Broad phenotypic spectrum caused by an identical heterozygous CDMP-1 mutation in three unrelated families.

CDMP-1, a cartilage-specific member of the TGFss superfamily of secreted signaling molecules, plays a key role in chondrogenesis, growth and patterning of the developing vertebrate skeleton. Homozygous CDMP-1 mutations cause Hunter-Thompson and Grebe types of acromesomelic chondrodysplasia and DuPan syndrome in humans, as well as brachypodism in mice, while heterozygous mutations cause brachydactyly type C (BDC). We present clinical and radiographic data from three unrelated families in which 12 members share the same heterozygous CDMP-1 mutation, an insertion (insG206), resulting in a frameshift predicted to cause functional haploinsufficiency. Although eight mutation carriers display BDC, four have normal hands and feet, confirming nonpenetrance of BDC with CDMP-1 mutations. In addition, several carriers have other skeletal abnormalities, including severe bilateral vertical talus (in two), developmental hip dysplasia (in one), and short stature (in two, who are otherwise unaffected). Premature vertebral end-plate disease was observed in four mutation carriers and was associated with spondylolysis and spondylolisthesis in three of these. Axial skeletal involvement has not been previously reported in association with CDMP-1 mutations. This finding is consistent with CDMP-1 expression in human hypertrophic chondrocytes, which are present in the ring epiphyses of vertebral end plates. Phenotypic variation in BDC has previously been attributed either to locus heterogeneity or to the varied functional effects of different CDMP-1 mutations. The remarkable range of phenotypes caused by this identical CDMP-1 mutation in these families emphasizes the crucial role of genetic background, stochastic variation and/or environmental factors in modifying the observed phenotype. Our findings illustrate that nonpenetrance for the typical features of BDC can be appreciable and that atypical skeletal features that have been reported in some patients with BDC (i.e., clubfoot, short stature, spondylolysis) may also result from CDMP-1 mutation.

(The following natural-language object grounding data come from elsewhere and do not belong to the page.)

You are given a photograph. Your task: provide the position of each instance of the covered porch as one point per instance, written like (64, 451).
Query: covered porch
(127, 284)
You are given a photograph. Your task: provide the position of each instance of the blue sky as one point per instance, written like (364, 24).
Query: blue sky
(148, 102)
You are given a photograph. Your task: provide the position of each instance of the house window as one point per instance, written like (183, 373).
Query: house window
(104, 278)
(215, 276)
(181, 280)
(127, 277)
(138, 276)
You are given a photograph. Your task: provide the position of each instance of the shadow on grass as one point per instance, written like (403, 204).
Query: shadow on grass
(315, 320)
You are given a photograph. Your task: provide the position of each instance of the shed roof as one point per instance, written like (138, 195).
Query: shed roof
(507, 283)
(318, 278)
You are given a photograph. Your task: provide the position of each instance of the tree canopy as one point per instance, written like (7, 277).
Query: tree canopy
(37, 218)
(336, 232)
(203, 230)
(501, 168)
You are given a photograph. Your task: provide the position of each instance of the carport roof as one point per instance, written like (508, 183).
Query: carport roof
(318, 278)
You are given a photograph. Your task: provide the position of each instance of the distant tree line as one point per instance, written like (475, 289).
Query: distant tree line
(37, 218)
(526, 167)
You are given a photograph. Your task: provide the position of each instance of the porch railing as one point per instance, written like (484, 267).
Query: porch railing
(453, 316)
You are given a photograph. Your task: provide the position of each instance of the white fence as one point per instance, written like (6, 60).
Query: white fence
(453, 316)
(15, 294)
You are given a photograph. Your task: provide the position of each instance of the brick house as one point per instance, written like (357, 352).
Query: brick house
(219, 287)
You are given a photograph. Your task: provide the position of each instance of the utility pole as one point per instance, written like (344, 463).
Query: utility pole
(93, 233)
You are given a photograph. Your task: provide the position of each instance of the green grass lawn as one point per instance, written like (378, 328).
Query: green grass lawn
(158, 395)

The mutational spectrum of brachydactyly type C.

Growth/differentiation factor-5 (GDF5), also known as cartilage-derived morphogenetic protein-1 (CDMP-1), is a secreted signaling molecule that participates in skeletal morphogenesis. Heterozygous mutations in GDF5, which maps to human chromosome 20, occur in individuals with autosomal dominant brachydactyly type C (BDC). Here we show that BDC is locus homogeneous by reporting a GDF5 frameshift mutation segregating with the phenotype in a family whose trait was initially thought to map to human chromosome 12. We also describe heterozygous mutations in nine additional probands/families with BDC and show nonpenetrance in a mutation carrier. Finally, we show that mutant GDF5 polypeptides containing missense mutations in their active domains do not efficiently form disulfide-linked dimers when expressed in vitro. These data support the hypothesis that BDC results from functional haploinsufficiency for GDF5.